66.Hiç özür dilemeyin. Siz imanınızden sonra inkâr ettiniz. Sizden bir topluluğu bağışlasak bile suçlu olmalarından dolayı bir topluluğu da azaplandıracağız.
67.Münafık erkeklerle münafık kadınlar birbirlerindendirler. Kötülüğü emreder, iyilikten sakındırırlar ve ellerini de sıkı tutarlar. Onlar Allah'ı unuttular Allah da onları unuttu. Şüphesiz münafıklar fasıktırlar.
68.Allah münafık erkeklere, münafık kadınlara ve kâfirlere içinde sonsuza kadar kalacakları cehennem ateşini vaadetmiştir. O onlara yeter. Allah onları lanetlemiştir ve onlar için kalıcı bir azap vardır.

Nüzul Sebepleri

65.İbnu Ebi Hatim`in Abdullah bin Ömer (r.a.)`den rivayet ettiğine göre Tebük seferi esnasında münâfıkların başı olarak bilinen Abdullah bin Übeyy, Kur`an-ı Kerim ve Müslümanlar hakkında birtakım yakışıksız sözler söyledi. Bir Müslüman bunun sözlerini duydu ve: "Yalan söylüyorsun. Ancak sen münâfıksın (bu yüzden böyle konuşuyorsun). Senin söylediklerini Resulullah (a.s.)`a bildireceğim" dedi. Resulullah (a.s.) bundan haberdar olunca, ona karşı mazeret olarak: "Biz lafa dalmış şakalaşıyorduk" dedi. Resulullah (a.s.) da: "Allah ile, O`nun ayetleriyle ve Peygamberiyle mi alay ediyordunuz?" diye buyurdu. Bu ayeti kerime de bu olayla ilgili olarak indirildi. (Burada İbnu Ebi Hatim`in Abdullah bin Ömer (r.a.)`den nakletmiş olduğu iki farklı rivayeti birleştirerek bu bilgileri verdik. Çünkü bu iki farklı rivayet birbirini açıklamakta ve bir bütünlük arzetmektedir).

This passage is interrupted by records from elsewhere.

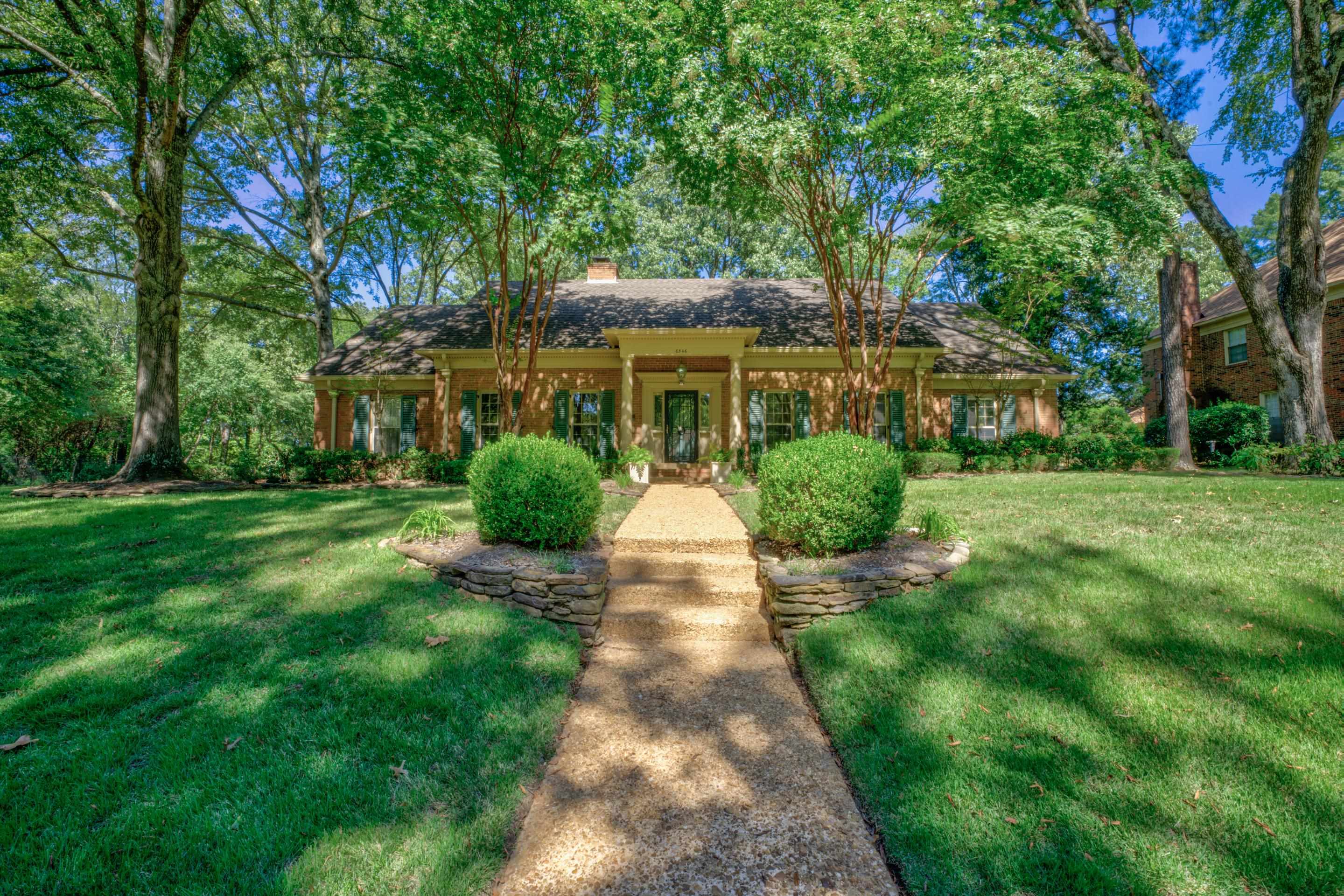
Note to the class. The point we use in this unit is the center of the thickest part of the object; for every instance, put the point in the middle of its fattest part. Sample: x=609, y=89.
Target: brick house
x=1224, y=356
x=683, y=367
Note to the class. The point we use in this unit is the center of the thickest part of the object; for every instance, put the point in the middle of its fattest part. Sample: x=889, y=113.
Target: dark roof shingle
x=791, y=313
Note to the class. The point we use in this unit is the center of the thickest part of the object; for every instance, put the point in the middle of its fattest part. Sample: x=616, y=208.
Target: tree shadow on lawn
x=138, y=651
x=1132, y=729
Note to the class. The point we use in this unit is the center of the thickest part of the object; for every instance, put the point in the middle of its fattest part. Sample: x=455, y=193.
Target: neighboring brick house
x=1224, y=356
x=683, y=367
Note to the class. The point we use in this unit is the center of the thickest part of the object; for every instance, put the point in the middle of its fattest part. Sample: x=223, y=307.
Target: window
x=778, y=418
x=585, y=420
x=1237, y=346
x=981, y=418
x=1269, y=401
x=488, y=418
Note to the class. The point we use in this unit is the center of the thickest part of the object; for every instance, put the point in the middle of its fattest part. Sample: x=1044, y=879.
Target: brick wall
x=427, y=418
x=1245, y=382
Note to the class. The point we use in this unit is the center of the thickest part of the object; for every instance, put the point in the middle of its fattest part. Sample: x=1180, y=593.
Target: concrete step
x=706, y=567
x=689, y=624
x=689, y=543
x=685, y=591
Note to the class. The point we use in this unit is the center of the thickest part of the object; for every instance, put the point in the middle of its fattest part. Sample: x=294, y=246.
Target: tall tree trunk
x=1170, y=292
x=159, y=273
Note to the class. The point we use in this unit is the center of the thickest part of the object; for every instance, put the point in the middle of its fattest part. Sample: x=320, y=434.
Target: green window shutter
x=1010, y=422
x=468, y=422
x=361, y=441
x=959, y=416
x=408, y=422
x=756, y=424
x=562, y=414
x=607, y=429
x=897, y=417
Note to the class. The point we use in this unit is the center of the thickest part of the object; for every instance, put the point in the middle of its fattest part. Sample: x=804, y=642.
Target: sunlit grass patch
x=144, y=636
x=1132, y=679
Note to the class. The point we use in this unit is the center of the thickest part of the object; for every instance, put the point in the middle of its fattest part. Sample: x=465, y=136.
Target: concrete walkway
x=690, y=764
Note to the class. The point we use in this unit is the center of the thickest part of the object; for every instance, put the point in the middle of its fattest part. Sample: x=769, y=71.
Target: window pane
x=778, y=418
x=488, y=417
x=585, y=421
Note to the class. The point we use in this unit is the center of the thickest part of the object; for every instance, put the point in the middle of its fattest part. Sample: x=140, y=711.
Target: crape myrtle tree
x=891, y=135
x=108, y=98
x=537, y=144
x=1284, y=62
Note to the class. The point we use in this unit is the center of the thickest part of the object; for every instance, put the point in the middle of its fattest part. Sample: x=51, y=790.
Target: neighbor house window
x=585, y=420
x=981, y=418
x=1237, y=346
x=488, y=417
x=778, y=418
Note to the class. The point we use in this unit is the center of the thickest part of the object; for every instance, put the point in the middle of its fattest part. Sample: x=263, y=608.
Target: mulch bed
x=896, y=553
x=166, y=487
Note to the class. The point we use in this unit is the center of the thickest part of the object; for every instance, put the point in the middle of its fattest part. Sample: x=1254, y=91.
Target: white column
x=335, y=397
x=734, y=406
x=627, y=402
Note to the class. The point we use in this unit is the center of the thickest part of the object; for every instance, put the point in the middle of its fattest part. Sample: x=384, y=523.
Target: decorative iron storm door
x=680, y=428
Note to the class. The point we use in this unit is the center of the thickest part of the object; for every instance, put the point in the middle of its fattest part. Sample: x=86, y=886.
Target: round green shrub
x=833, y=492
x=537, y=492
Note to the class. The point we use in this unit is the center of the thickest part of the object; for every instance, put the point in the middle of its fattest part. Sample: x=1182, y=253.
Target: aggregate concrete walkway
x=690, y=764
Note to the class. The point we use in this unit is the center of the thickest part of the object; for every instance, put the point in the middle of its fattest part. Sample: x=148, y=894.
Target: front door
x=680, y=426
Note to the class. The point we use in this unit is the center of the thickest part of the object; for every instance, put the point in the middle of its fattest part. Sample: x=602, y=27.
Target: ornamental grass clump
x=537, y=492
x=831, y=493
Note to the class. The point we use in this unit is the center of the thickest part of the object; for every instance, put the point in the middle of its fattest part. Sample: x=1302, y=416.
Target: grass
x=1132, y=676
x=141, y=636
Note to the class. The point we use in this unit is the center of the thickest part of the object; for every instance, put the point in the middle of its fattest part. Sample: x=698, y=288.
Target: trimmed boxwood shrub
x=833, y=492
x=535, y=492
x=926, y=463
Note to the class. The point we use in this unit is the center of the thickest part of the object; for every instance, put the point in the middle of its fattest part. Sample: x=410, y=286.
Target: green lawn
x=143, y=634
x=1132, y=668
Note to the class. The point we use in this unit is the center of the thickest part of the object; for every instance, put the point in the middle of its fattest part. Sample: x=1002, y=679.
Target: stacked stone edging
x=798, y=601
x=573, y=598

İbnu Cerir`in Katade`den rivayet ettiğine göre de münâfıklardan bir grup Tebük seferi esnasında: "Bu adam Şam diyarının (bugünkü Suriye, Ürdün ve Filistin toprakları) kalelerini ve saraylarını fethedeceğini umuyor! Ne mümkün!" diye konuştular. Yüce Allah da peygamberini bundan haberdar etti. Resulullah (a.s.) münâfıkları çağırarak: "Siz böyle böyle konuştunuz mu?" diye sordu. Onlar: "Biz lafa dalmış şakalaşıyorduk" dediler. Bunun üzerine bu ayeti kerime indirildi.